Autre travers malheureusement très courant : le fait d’occuper une position supérieure hiérarchiquement peut parfois donner l’impression d’être supérieur à ses subordonnés, voire que l’on se considère « propriétaire » de leurs faits et gestes dans une période donnée.
Enfin, le risque le plus grand, la menace qui concerne tout le monde, pour toutes les époques et quel que soit le poste occupé, est de se considérer comme le seul occupant légitime de sa fonction, comme si on était « propriétaire » de ce poste qu’on occupe, quand bien même on aurait occupé la fonction depuis sa création ! Suivant cette explication, les sacrifices apportés par les prêtres n’ont pas fonction d’expiation de fautes, mais d’une thérapie pour les aider à reconnaître, maitriser et dominer le sentiment de toute puissance que peut donner l’exercice du pouvoir.
Ce qu’il y a de fascinant, c’est que jamais ce sentiment de toute puissance n’est décrié ou on ne les exhorte à le combattre. Il est considéré comme étant totalement naturel et inhérent à la fonction. On demande juste aux prêtres d’apporter régulièrement des sacrifices afin d’en prendre conscience et de montrer publiquement qu’ils réalisent que bien qu’ayant été distingués, ils ne se considèrent pas les propriétaires naturels de leur fonction.
Ce sentiment qu’il faut combattre, les sages du Talmud puis les Hassidim qui ont développé cette notion l’appellent le « Yetser Hara », qui, en flattant démesurément notre égo et notre orgueil, nous incite à nous croire ou nous considérer comme les « propriétaires » de ce que nous avons construit. Le sanctuaire du désert est un très bon exemple, parmi d’autres, de ce paradoxe : il a été construit par nos mains, avec nos matériaux et notre argent, il est pour certains une occupation quotidienne, il occupe le centre du campement, et pourtant il ne nous appartient pas. Le fait que nous en possédions les clefs, c’est-à-dire que nous contrôlons son bon usage et son bon fonctionnement, ne doit pas nous faire oublier que nous ne le possédons pas, que nous n’en sommes que les responsables, et que notre charge consiste à le conserver pour ceux qui viendront après nous.

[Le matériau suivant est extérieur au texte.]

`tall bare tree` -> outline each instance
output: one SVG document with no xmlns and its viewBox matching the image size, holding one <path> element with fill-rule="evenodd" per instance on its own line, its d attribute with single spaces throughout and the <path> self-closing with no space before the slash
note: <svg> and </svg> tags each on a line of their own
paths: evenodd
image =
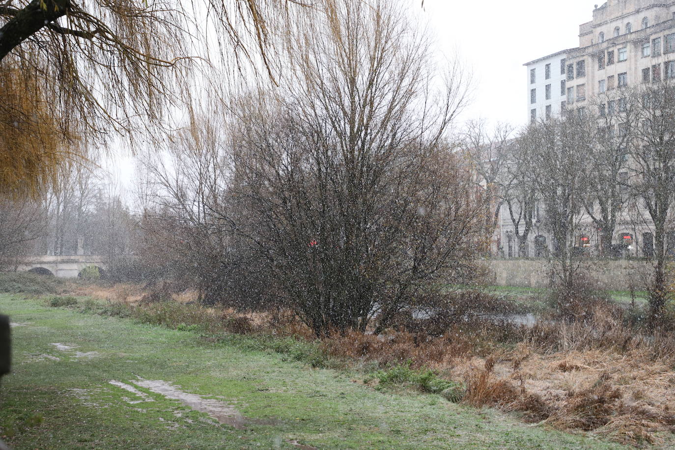
<svg viewBox="0 0 675 450">
<path fill-rule="evenodd" d="M 568 111 L 562 118 L 531 124 L 521 137 L 533 170 L 532 180 L 545 208 L 545 226 L 553 235 L 552 262 L 565 306 L 574 291 L 579 260 L 575 257 L 575 234 L 583 212 L 585 187 L 582 176 L 590 151 L 588 136 L 593 121 L 582 109 Z"/>
<path fill-rule="evenodd" d="M 462 146 L 471 161 L 479 182 L 491 199 L 486 214 L 485 235 L 491 239 L 497 227 L 504 193 L 512 177 L 507 173 L 510 146 L 513 145 L 514 128 L 497 123 L 489 131 L 485 120 L 469 121 L 462 136 Z"/>
<path fill-rule="evenodd" d="M 628 100 L 638 109 L 631 156 L 633 189 L 654 227 L 653 278 L 649 289 L 653 320 L 668 298 L 668 224 L 675 200 L 675 84 L 672 80 L 633 90 Z"/>
<path fill-rule="evenodd" d="M 628 198 L 628 157 L 638 123 L 638 105 L 628 102 L 626 91 L 616 90 L 601 94 L 591 105 L 597 113 L 589 111 L 597 122 L 588 138 L 593 144 L 584 157 L 583 173 L 587 194 L 584 208 L 600 238 L 600 254 L 612 256 L 612 241 L 617 221 Z"/>
</svg>

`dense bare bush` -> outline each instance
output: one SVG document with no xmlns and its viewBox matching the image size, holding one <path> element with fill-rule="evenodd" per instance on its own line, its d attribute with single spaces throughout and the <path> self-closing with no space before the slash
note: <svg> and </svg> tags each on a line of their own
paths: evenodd
<svg viewBox="0 0 675 450">
<path fill-rule="evenodd" d="M 408 20 L 385 2 L 321 11 L 289 45 L 284 94 L 238 111 L 234 195 L 251 217 L 238 231 L 317 335 L 373 320 L 379 332 L 475 273 L 483 198 L 443 140 L 464 80 L 455 67 L 429 91 L 427 46 Z"/>
</svg>

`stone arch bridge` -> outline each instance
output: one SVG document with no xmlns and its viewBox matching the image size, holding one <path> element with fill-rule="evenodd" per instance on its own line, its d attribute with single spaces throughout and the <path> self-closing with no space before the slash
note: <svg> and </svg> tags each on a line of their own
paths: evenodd
<svg viewBox="0 0 675 450">
<path fill-rule="evenodd" d="M 16 267 L 17 272 L 36 272 L 59 278 L 76 278 L 88 266 L 96 266 L 103 273 L 107 264 L 98 255 L 53 255 L 26 256 Z"/>
</svg>

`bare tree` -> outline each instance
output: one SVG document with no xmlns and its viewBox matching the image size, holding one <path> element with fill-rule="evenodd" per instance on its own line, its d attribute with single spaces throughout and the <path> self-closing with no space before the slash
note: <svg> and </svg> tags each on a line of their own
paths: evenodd
<svg viewBox="0 0 675 450">
<path fill-rule="evenodd" d="M 377 332 L 472 275 L 482 190 L 443 139 L 466 80 L 456 66 L 429 92 L 426 40 L 385 2 L 344 0 L 309 26 L 278 97 L 238 111 L 233 195 L 250 217 L 238 232 L 317 335 L 375 318 Z"/>
<path fill-rule="evenodd" d="M 554 273 L 565 306 L 574 288 L 579 266 L 574 254 L 575 232 L 583 209 L 582 176 L 593 120 L 584 109 L 570 110 L 562 118 L 531 125 L 520 145 L 531 162 L 532 178 L 545 208 L 545 225 L 553 234 Z"/>
<path fill-rule="evenodd" d="M 598 96 L 591 105 L 597 113 L 589 113 L 597 122 L 591 128 L 583 165 L 587 194 L 584 208 L 598 229 L 600 254 L 613 254 L 612 241 L 617 221 L 628 198 L 628 154 L 638 121 L 637 105 L 629 103 L 626 91 L 618 90 Z"/>
<path fill-rule="evenodd" d="M 518 256 L 527 256 L 527 239 L 534 225 L 539 199 L 535 180 L 536 170 L 526 144 L 520 140 L 508 143 L 502 174 L 503 198 L 513 224 L 518 243 Z"/>
<path fill-rule="evenodd" d="M 514 128 L 497 123 L 491 132 L 484 120 L 469 121 L 462 136 L 462 146 L 473 165 L 479 183 L 490 199 L 486 214 L 485 235 L 491 239 L 499 221 L 504 193 L 512 177 L 507 173 L 510 147 L 513 145 Z"/>
<path fill-rule="evenodd" d="M 29 200 L 0 202 L 0 270 L 15 266 L 43 233 L 43 210 Z"/>
<path fill-rule="evenodd" d="M 649 288 L 652 320 L 668 297 L 668 224 L 675 199 L 675 84 L 669 80 L 635 90 L 628 101 L 638 113 L 631 156 L 635 193 L 654 227 L 653 277 Z"/>
</svg>

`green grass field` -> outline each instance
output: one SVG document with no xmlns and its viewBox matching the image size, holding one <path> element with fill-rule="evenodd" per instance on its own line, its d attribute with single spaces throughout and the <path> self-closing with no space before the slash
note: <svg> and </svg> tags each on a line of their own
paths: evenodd
<svg viewBox="0 0 675 450">
<path fill-rule="evenodd" d="M 354 383 L 362 374 L 314 369 L 194 331 L 10 294 L 0 294 L 0 312 L 20 324 L 14 373 L 0 385 L 0 434 L 13 449 L 297 448 L 293 441 L 319 449 L 622 448 L 437 395 L 378 391 Z M 140 379 L 273 424 L 236 429 L 138 385 L 136 395 L 109 383 Z"/>
</svg>

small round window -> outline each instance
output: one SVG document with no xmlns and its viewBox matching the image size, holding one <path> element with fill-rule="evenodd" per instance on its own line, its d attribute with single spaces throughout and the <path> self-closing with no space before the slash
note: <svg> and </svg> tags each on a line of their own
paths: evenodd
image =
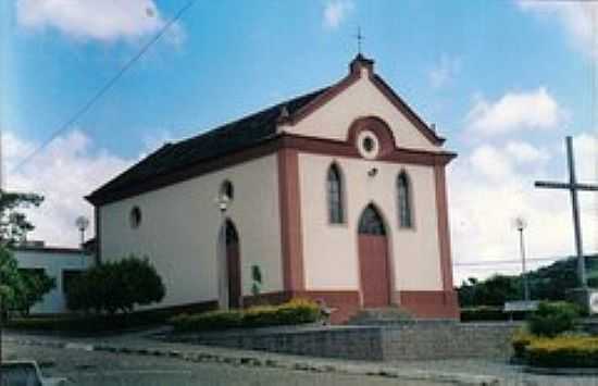
<svg viewBox="0 0 598 386">
<path fill-rule="evenodd" d="M 373 160 L 378 155 L 379 144 L 376 135 L 370 130 L 363 130 L 358 135 L 357 147 L 363 158 Z"/>
<path fill-rule="evenodd" d="M 130 223 L 132 228 L 139 227 L 139 225 L 141 224 L 141 210 L 139 209 L 139 207 L 134 207 L 130 210 L 128 221 Z"/>
<path fill-rule="evenodd" d="M 222 183 L 220 187 L 220 197 L 223 198 L 224 196 L 231 201 L 235 198 L 235 187 L 228 179 Z"/>
<path fill-rule="evenodd" d="M 363 138 L 363 149 L 367 152 L 374 150 L 374 140 L 371 137 Z"/>
</svg>

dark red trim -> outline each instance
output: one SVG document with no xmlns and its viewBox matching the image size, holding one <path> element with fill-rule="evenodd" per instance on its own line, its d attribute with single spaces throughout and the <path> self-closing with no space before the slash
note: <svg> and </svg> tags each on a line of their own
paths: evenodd
<svg viewBox="0 0 598 386">
<path fill-rule="evenodd" d="M 379 142 L 378 159 L 388 155 L 396 149 L 393 130 L 386 122 L 377 116 L 363 116 L 353 121 L 349 127 L 347 142 L 357 146 L 357 138 L 363 130 L 370 130 L 376 135 Z"/>
<path fill-rule="evenodd" d="M 94 224 L 96 226 L 96 265 L 102 262 L 102 217 L 100 207 L 94 207 Z"/>
<path fill-rule="evenodd" d="M 403 290 L 399 292 L 401 308 L 419 319 L 459 319 L 457 292 Z"/>
<path fill-rule="evenodd" d="M 453 289 L 452 261 L 450 256 L 448 200 L 444 165 L 434 166 L 434 179 L 436 185 L 436 212 L 438 213 L 438 247 L 440 251 L 440 272 L 443 275 L 443 289 L 445 291 L 451 291 Z"/>
<path fill-rule="evenodd" d="M 162 187 L 198 177 L 207 173 L 231 167 L 239 163 L 248 162 L 250 160 L 271 154 L 283 148 L 296 149 L 301 152 L 332 157 L 361 158 L 361 154 L 359 154 L 359 151 L 357 150 L 354 145 L 348 144 L 344 140 L 306 137 L 282 133 L 252 148 L 223 155 L 217 159 L 212 159 L 210 161 L 203 161 L 199 164 L 191 165 L 177 172 L 157 176 L 153 179 L 137 184 L 124 190 L 103 196 L 88 196 L 86 197 L 86 199 L 94 206 L 107 204 L 147 191 L 157 190 Z M 447 151 L 433 152 L 426 150 L 396 148 L 393 152 L 386 154 L 385 157 L 381 157 L 379 161 L 435 165 L 446 164 L 456 157 L 457 154 Z"/>
<path fill-rule="evenodd" d="M 302 290 L 303 246 L 301 237 L 301 206 L 299 160 L 297 150 L 278 150 L 278 202 L 281 206 L 281 247 L 285 290 Z"/>
</svg>

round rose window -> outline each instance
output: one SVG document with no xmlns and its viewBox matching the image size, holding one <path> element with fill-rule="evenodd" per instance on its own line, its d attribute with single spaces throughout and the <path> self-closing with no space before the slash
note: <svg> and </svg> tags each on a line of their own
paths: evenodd
<svg viewBox="0 0 598 386">
<path fill-rule="evenodd" d="M 379 144 L 376 135 L 370 130 L 361 132 L 357 137 L 357 147 L 361 157 L 374 159 L 378 155 Z"/>
</svg>

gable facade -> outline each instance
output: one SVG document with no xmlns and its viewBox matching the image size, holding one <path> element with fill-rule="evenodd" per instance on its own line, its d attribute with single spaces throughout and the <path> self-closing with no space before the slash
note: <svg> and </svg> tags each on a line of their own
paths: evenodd
<svg viewBox="0 0 598 386">
<path fill-rule="evenodd" d="M 421 317 L 457 317 L 445 187 L 454 154 L 443 149 L 444 139 L 361 55 L 338 84 L 288 107 L 277 107 L 273 133 L 258 145 L 128 190 L 92 194 L 101 259 L 148 256 L 166 284 L 160 307 L 222 307 L 221 225 L 228 219 L 239 239 L 242 304 L 304 296 L 338 308 L 340 321 L 367 306 L 367 288 L 383 275 L 388 303 Z M 333 223 L 331 166 L 341 184 L 342 219 Z M 408 199 L 399 198 L 399 176 L 409 182 L 401 190 Z M 214 203 L 223 182 L 235 191 L 224 214 Z M 132 227 L 135 207 L 142 220 Z M 378 214 L 384 240 L 360 231 L 366 209 Z M 374 252 L 364 248 L 384 249 L 374 264 L 383 271 L 370 270 L 362 257 Z M 259 297 L 251 290 L 254 266 L 262 273 Z"/>
</svg>

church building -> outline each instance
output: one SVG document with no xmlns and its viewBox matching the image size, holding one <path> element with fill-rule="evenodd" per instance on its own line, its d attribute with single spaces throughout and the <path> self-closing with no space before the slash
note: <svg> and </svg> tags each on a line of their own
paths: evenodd
<svg viewBox="0 0 598 386">
<path fill-rule="evenodd" d="M 444 141 L 358 54 L 332 86 L 166 144 L 89 195 L 97 258 L 148 257 L 158 308 L 307 297 L 334 322 L 456 319 Z"/>
</svg>

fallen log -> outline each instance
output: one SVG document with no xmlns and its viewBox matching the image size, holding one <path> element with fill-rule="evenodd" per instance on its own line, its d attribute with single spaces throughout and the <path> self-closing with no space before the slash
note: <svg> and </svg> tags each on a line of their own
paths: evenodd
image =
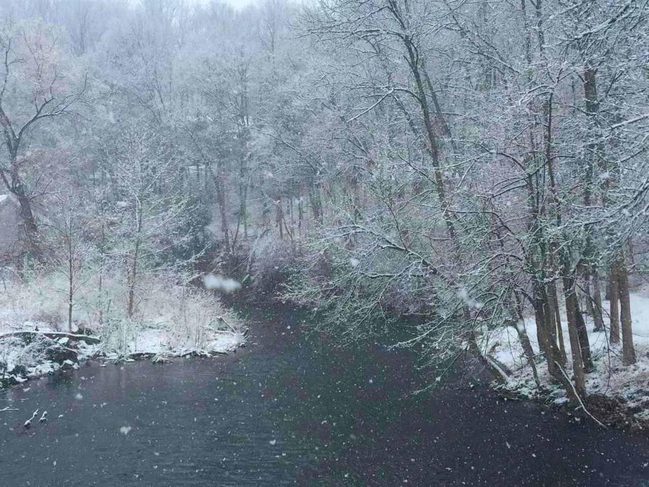
<svg viewBox="0 0 649 487">
<path fill-rule="evenodd" d="M 75 333 L 66 333 L 64 331 L 36 331 L 34 330 L 20 330 L 3 333 L 0 334 L 0 340 L 8 338 L 12 336 L 23 337 L 29 336 L 35 336 L 36 335 L 43 335 L 51 340 L 58 338 L 69 338 L 77 342 L 85 342 L 88 345 L 97 345 L 101 342 L 98 336 L 92 336 L 90 335 L 79 335 Z"/>
</svg>

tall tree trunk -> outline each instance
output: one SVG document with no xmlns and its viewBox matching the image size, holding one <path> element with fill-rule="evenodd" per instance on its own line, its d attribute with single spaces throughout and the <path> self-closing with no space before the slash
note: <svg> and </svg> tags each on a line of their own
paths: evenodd
<svg viewBox="0 0 649 487">
<path fill-rule="evenodd" d="M 620 294 L 620 321 L 622 324 L 622 362 L 624 365 L 631 365 L 635 363 L 635 349 L 633 348 L 633 325 L 631 321 L 628 272 L 623 258 L 618 265 L 617 277 L 617 290 Z"/>
<path fill-rule="evenodd" d="M 620 293 L 618 292 L 617 262 L 611 264 L 611 310 L 609 315 L 611 318 L 610 338 L 611 343 L 620 343 Z"/>
<path fill-rule="evenodd" d="M 602 314 L 602 292 L 600 290 L 600 277 L 597 269 L 594 269 L 593 278 L 593 319 L 595 322 L 595 331 L 604 331 L 604 320 Z"/>
<path fill-rule="evenodd" d="M 574 277 L 568 275 L 563 277 L 563 293 L 565 295 L 566 314 L 568 317 L 568 334 L 570 337 L 570 355 L 572 356 L 574 386 L 577 394 L 583 399 L 586 397 L 586 377 L 582 358 L 582 347 L 579 343 L 577 295 L 574 292 Z"/>
</svg>

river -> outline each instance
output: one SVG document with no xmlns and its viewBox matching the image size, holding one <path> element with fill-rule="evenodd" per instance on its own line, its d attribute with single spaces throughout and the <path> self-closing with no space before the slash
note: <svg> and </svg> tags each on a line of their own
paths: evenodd
<svg viewBox="0 0 649 487">
<path fill-rule="evenodd" d="M 256 310 L 215 358 L 83 366 L 0 393 L 0 486 L 649 486 L 649 440 L 471 375 L 413 395 L 408 351 Z M 255 345 L 252 345 L 255 343 Z M 49 420 L 25 431 L 36 408 Z M 647 479 L 647 480 L 644 480 Z"/>
</svg>

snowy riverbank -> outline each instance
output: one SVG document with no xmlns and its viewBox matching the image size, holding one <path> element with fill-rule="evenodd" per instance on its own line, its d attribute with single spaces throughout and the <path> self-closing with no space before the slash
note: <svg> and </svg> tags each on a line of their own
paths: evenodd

Le fait qu’en matière de culte, Dieu n’appelle jamais Aaron seul mais « avec ses fils » vient aussi souligner cette dimension. A moins que ce ne soit un message de plus, dans le même esprit, soulignant le paradoxe de la paternité comme de la maternité : mes enfants sont directement issus de moi, ils me doivent tout, je les ai créé… et pourtant je n’en suis pas « propriétaire » et toute mon éducation doit consister à leur apprendre à se passer de moi.
On pourrait citer beaucoup d’exemples, mais aussi malheureusement beaucoup de contre-exemples, dans lesquels telle ou telle entreprise, telle ou telle association ou groupe prospère jusqu’à un certain point mais n’arrive pas à survivre à ses fondateurs qui n’ont pas su, ou pu, assurer leur succession de leur vivant.
Travailler, créer, non pas pour sa satisfaction personnelle mais pour transmettre et voir sa création entre de nouvelles mains, grandir et perdurer, voilà une des leçons que nous donne la Torah au moment précis de l’inauguration du sanctuaire et de l’accession d’une certaine famille à la prêtrise.